Today marks the culmination of the U.S. presidential campaign that started approximately 19 months ago. Regardless of whether you are excited to see who wins, fascinated by all of the twists and turns this election has taken, or just glad that it will finally be over, today is when “the rubber meets the road” and the votes finally get counted. Though we will either be sharing congratulations or commiserations with each other by Wednesday, today gives the opportunity to look a little deeper at the coveted word in the centre of all of this.
While we may have come to think of it as exclusively meaning the head of state of a country, such as with the United States and Russia, the word president, in the most general sense, simply means the chosen leader of a body of persons. The word itself comes from the Old French president, which comes from the Latin praesidens. Moreover, the past participle form of the word, praesidere, gives us the action of ‘acting as head or chief.’
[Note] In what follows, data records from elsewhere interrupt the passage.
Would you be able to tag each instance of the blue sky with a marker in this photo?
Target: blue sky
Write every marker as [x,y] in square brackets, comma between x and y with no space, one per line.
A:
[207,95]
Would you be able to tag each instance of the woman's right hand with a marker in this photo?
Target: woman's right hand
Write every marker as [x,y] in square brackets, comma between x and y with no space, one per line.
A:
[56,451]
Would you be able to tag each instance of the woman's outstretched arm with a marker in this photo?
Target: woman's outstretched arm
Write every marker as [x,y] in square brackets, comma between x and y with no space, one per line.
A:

Initially, our word was first used in the Wycliffite Bible of the early 1380s to denote the appointed governor/representative of a specific area, from 3 Edras: “And there came many of the priests, and of deacons, and of presidents after the towns, to the elders that had seen the rather house.” Soon after, the title also started being applied to those presiding over religious and academic associations: circa 1410, the Polychronicon at St. John’s, Cambridge University, suggests that “Elfworde, bishop of London…would have been president at Evesham,” and the Proceedings of the Cambridge Antiquarian Society mention in 1448 that: “This indenture made..between master Andrew Dokett, president of the Queen college of Saint Margret and Saint Barnard..and John Veyse.” By the late 1700s, the term was being applied to the head of a company or business entity and, first mentioned in 1782, the term was applied for the first time to a United States government representative, with the Pennsylvania Gazette writing that: “On Monday last the Hon. Elias Boudinot, Esq; was elected President of the United States in Congress assembled.” (You thought it was going to be Washington, didn’t you?)
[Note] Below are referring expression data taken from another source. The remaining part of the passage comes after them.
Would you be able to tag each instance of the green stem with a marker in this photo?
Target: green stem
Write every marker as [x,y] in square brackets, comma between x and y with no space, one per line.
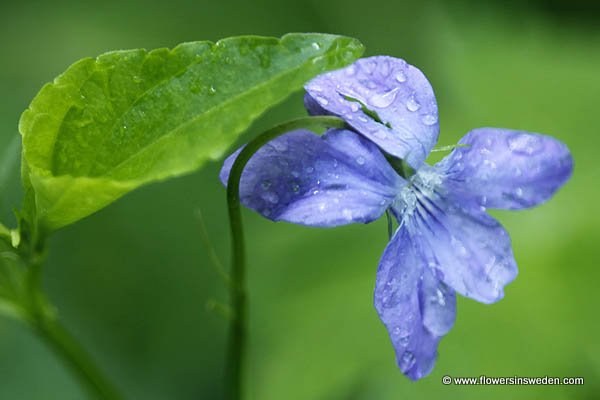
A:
[74,356]
[237,329]
[44,322]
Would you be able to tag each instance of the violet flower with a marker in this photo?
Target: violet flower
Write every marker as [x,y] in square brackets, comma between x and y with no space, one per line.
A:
[445,242]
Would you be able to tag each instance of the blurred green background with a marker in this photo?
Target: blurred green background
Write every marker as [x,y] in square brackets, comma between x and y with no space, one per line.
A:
[132,281]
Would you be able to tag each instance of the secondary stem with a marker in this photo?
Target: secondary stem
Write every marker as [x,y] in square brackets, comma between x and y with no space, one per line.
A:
[237,330]
[75,357]
[44,322]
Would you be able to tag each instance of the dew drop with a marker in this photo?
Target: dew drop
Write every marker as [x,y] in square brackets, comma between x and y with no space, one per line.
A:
[401,76]
[279,145]
[369,66]
[270,197]
[429,119]
[380,134]
[403,341]
[525,144]
[322,100]
[407,360]
[384,100]
[412,104]
[266,184]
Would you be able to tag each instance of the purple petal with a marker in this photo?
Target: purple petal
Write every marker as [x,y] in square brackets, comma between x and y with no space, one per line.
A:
[306,179]
[398,92]
[403,291]
[508,169]
[470,250]
[438,303]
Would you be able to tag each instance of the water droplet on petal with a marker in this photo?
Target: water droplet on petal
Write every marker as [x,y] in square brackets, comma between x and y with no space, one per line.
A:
[401,76]
[407,361]
[279,145]
[384,100]
[368,66]
[525,143]
[271,197]
[429,119]
[322,100]
[380,134]
[403,341]
[266,184]
[412,104]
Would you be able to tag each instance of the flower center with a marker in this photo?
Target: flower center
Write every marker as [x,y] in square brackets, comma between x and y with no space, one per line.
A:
[421,186]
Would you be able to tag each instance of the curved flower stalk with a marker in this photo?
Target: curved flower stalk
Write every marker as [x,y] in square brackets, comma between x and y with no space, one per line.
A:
[446,243]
Though being a U.S. president comes with a lot of prestige and exclusivity – beginning with the first U.S. presidential election in 1788-89, only 44 people have held the position – it also means the stress of attempting to lead a diverse nation that often fails to agree on things and the pitfall of being blamed whenever something goes wrong. Surprisingly, for such a responsible position, it is also difficult to get people to vote: though the 2008 election has the largest vote ever, with 131 million total votes, the turnout was only 58.2%; furthermore, the last U.S. presidential election to get a turnout of over 60% was in 1968!
So, if you are a U.S. citizen, now that you have been armed with the knowledge of this important word and have also been bombarded with campaign literature, use your civic right and duty to cast a vote for president.